Linkage disequilibrium and footprints of selection

Analysis of allelic diversity in the candidate genes emphasized existence of population structure in B. rapa and B. juncea. Gene exchange/admixing, observed in B. rapa, was expected in a cross-pollinated crop. We also identified LD blocks in B. rapa. However, these differed across subpopulations of the species. These spanned SHP1 and FUL in brown sarson, while Canadian rapa and Indian toria showed weak LD blocks involving SHP1 and NAC. In contrast, B. nigra showed weak LD blocks involving SHP2 or both SHP1&2. Indian and east European B. juncea formed large LD blocks for SHP1. In contrast, Australian and Chinese B. juncea revealed weak LD blocks for the gene. Australian and Chinese genotypes were more susceptible to pod shattering as compared to Indian and east European germplasm. It is likely that diverse sets of genes were selected in different selection events and ecogeographic groups.
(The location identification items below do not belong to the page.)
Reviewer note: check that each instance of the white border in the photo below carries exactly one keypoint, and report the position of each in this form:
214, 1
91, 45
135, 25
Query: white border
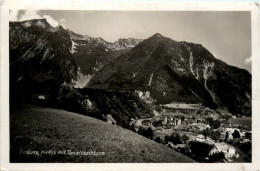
133, 6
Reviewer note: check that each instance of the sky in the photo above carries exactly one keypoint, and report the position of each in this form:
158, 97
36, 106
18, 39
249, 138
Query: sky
227, 35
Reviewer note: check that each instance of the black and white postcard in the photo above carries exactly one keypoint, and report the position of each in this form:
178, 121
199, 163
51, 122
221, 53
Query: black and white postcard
155, 84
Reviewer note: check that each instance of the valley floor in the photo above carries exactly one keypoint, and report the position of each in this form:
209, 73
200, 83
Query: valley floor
52, 135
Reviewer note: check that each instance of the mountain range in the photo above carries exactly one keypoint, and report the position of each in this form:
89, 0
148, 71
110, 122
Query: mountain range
43, 57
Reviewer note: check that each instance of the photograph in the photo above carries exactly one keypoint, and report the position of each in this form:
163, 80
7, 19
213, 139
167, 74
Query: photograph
130, 86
LD is also influenced by extent of genetic diversity present in a germplasm resource. High genetic variation is associated with a rapid LD decay; a direct consequence of the wide-ranging historical recombination’s. Random genetic drift in finite populations can also generate regions of high LD [56]. Intensive selection reduces natural variation and heterozygosity inherent in the species. SHP1, SHP2 (B. rapa, B. nigra and B. juncea), RPL (B. rapa) and NAC (B. juncea) carried footprints of selection. These genes were also predicted from our GWAS studies for their role in regulating rupture energy, pod length and seeds/pod.

Conclusions

SHP1 and NAC appears useful for developing breeder friendly KASP (Kompetitive Allele-Specific PCR) assays for marker aided improvement of pod traits in mustard. Mustard genotypes MCP 633, NR 3350 and SKM518 can be used as trait donors for pod length, seed number and resistance to pod shattering.